Kate MatthewsCountryman

WA farmers will be able to earn money on the voluntary carbon market but pastoralists will have to wait until changes to leasehold land conditions are introduced to benefit from the Federal Government’s Carbon Farming Initiative (CFI).

Climate Change Minister Greg Combet introduced the CFI Bill into Federal Parliament last Thursday and wants it to start in July.

If passed, farmers will receive carbon credits for every tonne of carbon pollution saved or stored.

Credits can be exported or sold to companies wanting to offset emissions or sell carbon neutral products.

The National Farmers’ Federation (NFF) has welcomed the legislation, saying farmers can at least be recognised for some of their future contributions to the carbon abatement challenge but many farmers were disappointed early efforts are not recognised.

But the NFF has cautiously warned that farmers need to be aware of strict obligations under the CFI.

As it stands, trees need to remain in the ground for 100 years, and the same timeframe applies to carbon stored in the ground.

Mr Combet noted farmers could “hand back” credits at any time if they want to alter their land use.

But of course, they’ll have to pay the market price.

Pastoralists wanting to trade carbon may only have to wait until spring when legislation changing leasehold conditions is expected to be introduced.

Parliamentary secretary Wendy Duncan, head of the Rangeland Reform program, said a discussion paper would be released this May or June.

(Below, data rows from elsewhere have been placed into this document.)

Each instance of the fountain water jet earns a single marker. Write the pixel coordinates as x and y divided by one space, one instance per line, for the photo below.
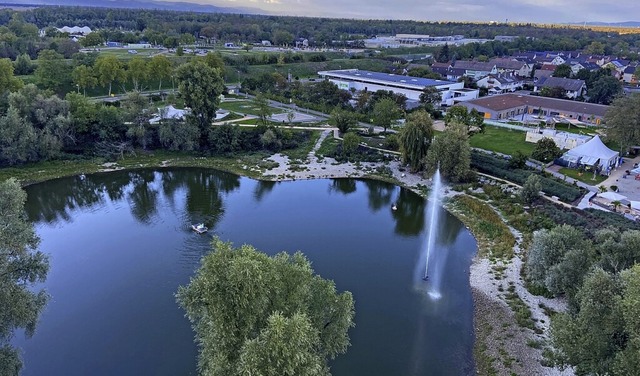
433 213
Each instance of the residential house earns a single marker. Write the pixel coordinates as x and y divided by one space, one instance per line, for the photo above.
572 88
476 69
629 75
517 67
499 83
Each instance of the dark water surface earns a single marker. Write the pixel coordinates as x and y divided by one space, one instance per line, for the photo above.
120 245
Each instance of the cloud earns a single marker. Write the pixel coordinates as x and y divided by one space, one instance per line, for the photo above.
549 11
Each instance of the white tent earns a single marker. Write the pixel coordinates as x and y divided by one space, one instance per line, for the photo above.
168 112
592 153
612 196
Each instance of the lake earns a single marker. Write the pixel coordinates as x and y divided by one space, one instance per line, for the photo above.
120 244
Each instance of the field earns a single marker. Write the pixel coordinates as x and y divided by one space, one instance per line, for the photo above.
501 140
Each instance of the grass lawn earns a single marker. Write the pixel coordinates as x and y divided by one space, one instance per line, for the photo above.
245 107
586 177
502 140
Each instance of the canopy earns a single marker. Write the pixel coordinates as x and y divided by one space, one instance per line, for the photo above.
612 196
168 112
593 153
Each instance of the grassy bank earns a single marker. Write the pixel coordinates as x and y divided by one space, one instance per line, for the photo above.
495 240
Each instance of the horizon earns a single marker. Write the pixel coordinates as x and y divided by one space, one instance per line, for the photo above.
397 13
483 11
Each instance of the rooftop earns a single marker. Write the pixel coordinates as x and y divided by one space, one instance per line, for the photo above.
509 101
356 74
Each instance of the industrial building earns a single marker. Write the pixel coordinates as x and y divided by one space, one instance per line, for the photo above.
411 87
513 106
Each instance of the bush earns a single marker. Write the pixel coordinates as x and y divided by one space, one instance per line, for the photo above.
499 167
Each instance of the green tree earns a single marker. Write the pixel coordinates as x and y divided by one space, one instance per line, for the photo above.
83 77
531 189
137 72
415 138
17 139
591 339
562 70
136 115
627 362
293 337
53 72
604 90
264 110
350 144
385 112
342 119
595 48
451 151
430 97
109 69
23 65
21 267
254 314
623 121
559 259
7 81
160 67
456 114
200 86
214 60
546 150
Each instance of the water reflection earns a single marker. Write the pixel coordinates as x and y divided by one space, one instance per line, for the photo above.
410 213
379 195
345 186
262 189
113 297
56 201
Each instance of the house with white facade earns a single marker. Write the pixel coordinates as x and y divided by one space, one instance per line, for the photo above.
476 69
411 87
629 75
572 88
517 67
501 83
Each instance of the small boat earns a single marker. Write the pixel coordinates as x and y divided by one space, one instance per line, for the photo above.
200 228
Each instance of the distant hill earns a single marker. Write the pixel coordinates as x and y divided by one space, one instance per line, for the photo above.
138 4
610 24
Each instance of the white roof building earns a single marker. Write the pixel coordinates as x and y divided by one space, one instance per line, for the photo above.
592 153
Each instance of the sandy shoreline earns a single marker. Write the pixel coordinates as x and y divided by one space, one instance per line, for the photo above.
507 347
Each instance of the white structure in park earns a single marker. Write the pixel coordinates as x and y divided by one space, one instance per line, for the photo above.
170 112
564 140
593 153
411 87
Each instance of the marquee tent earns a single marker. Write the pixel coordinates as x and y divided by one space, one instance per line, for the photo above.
592 153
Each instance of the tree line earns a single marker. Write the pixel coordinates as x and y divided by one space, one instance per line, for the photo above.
282 30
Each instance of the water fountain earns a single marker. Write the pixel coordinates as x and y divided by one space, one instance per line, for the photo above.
433 275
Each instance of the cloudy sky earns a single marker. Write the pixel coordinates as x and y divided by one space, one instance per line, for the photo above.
548 11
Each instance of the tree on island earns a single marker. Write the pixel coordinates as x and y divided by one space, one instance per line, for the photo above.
259 315
342 119
21 267
200 86
415 139
451 151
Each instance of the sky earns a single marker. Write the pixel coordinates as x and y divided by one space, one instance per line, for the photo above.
539 11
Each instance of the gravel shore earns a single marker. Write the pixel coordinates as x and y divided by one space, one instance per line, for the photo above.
505 347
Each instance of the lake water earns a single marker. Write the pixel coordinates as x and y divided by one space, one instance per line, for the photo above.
120 245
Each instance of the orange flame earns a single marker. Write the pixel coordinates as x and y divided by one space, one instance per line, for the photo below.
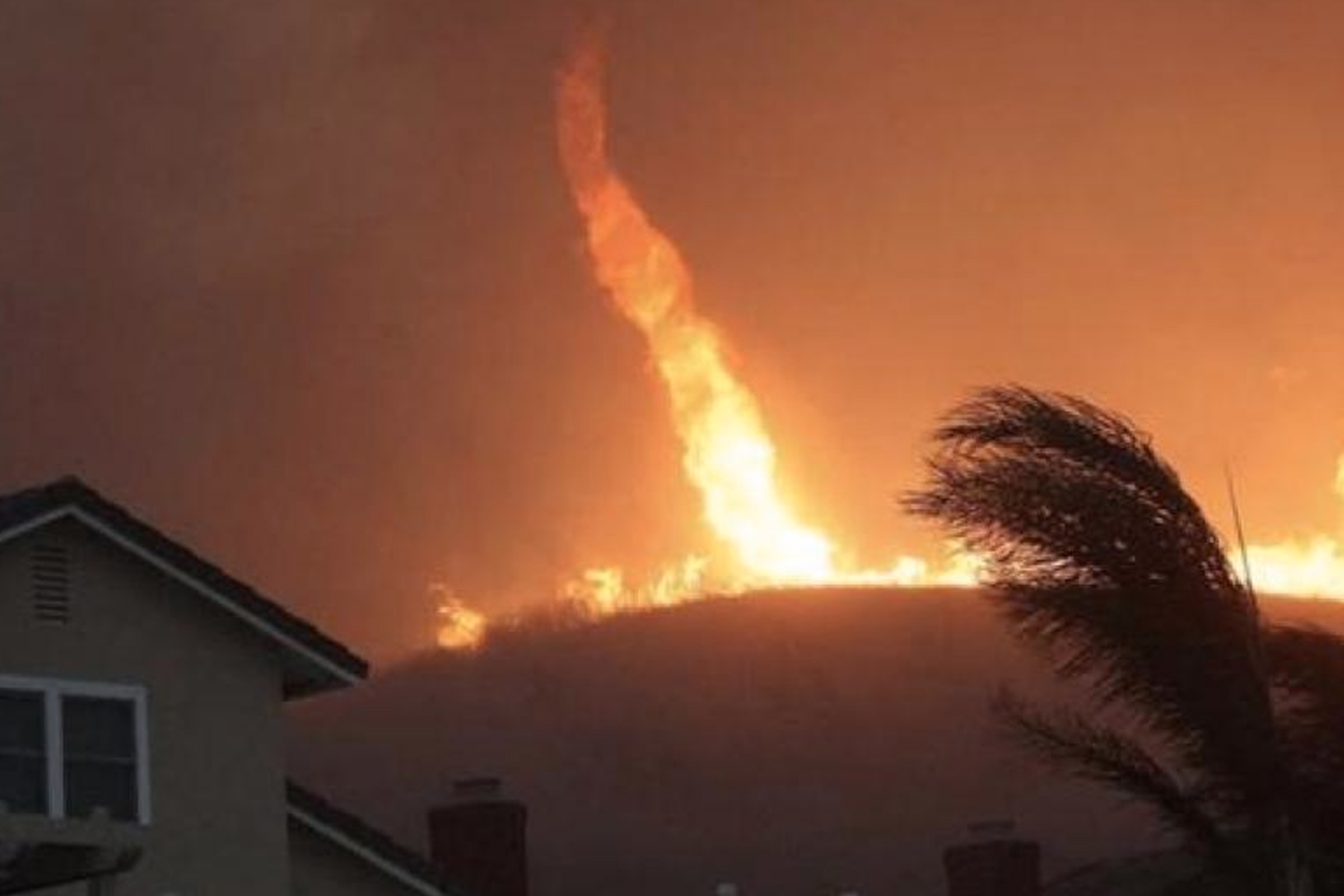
728 452
1312 568
460 627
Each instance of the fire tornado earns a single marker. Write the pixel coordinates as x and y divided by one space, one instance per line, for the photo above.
728 452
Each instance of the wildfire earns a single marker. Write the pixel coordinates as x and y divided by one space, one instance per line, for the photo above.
728 452
1314 567
460 627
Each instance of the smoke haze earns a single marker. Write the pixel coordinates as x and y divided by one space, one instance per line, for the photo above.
300 281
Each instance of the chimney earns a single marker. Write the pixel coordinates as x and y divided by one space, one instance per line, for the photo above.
478 840
994 864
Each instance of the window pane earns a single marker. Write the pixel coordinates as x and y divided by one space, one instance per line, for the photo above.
23 783
21 721
110 785
96 727
23 763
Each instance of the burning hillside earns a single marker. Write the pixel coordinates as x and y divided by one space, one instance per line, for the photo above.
728 452
796 743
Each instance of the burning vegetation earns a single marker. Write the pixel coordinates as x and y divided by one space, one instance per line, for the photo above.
728 452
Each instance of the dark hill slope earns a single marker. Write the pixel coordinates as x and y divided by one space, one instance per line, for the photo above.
793 743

“The discussion paper looks at proposed new forms of land tenure for pastoralists and those wishing to use rangelands in a non-intensive way,” Ms Duncan said.

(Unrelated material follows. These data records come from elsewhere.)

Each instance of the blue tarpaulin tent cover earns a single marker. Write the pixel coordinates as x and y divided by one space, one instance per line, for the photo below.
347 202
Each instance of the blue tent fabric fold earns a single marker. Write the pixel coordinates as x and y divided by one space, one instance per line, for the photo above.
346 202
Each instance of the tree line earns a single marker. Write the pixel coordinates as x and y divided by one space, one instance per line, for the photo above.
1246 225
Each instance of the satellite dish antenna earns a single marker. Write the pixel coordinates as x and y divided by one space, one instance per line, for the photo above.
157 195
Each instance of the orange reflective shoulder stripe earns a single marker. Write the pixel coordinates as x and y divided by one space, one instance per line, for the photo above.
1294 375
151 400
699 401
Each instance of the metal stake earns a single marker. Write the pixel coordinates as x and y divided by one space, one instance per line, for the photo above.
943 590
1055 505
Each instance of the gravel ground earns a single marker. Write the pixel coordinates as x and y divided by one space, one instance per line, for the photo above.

The amended Land Act will allow rangelands to be used for specific purposes including carbon trading or tourism.

The Australian Greens remain worried the CFI could increase competition for land and water “and drive farmers off the land”.

Tasmanian senator Christine Milne is concerned the Government does not understand the huge amount of offsets the CFI could create.

“Flooding the market with offsets could undermine the purpose of the pollution price — to build a cleaner, healthier, jobs-rich economy by driving investment into clean energy,” she said.

Government climate adviser Ross Garnaut has recommended limiting the number of farm offset credits that can be purchased each year once the CFI is linked to an economy-wide carbon price.

In the beginning, businesses should only be able to offset 4 per cent of their total emissions and government spending on farm credits should be capped at 2 per cent of the total carbon tax revenue.

Mr Combet acknowledged work remained to be done before abatement could be accurately estimated.

But he said the CSIRO and other research institutions were making “important advances” on that front.

Professor Garnaut believes that once carbon farming is part of an ETS it could be worth $2.25 billion a year — the equivalent of another wool industry.

Not everyone agrees with the CFI, which was introduced just one day after national protests against the proposed carbon tax.

Narrogin mother of four Janet Thompson organised WA’s rally of 200 protestors, independent to her role at the Pastoralists and Graziers Association, for people angry at being mislead by Federal Labor. She said the tax would not decrease carbon dioxide and could take manufacturing jobs overseas.

Mrs Thompson said introducing a CFI made no sense and farmers were sceptical of the climate change movement.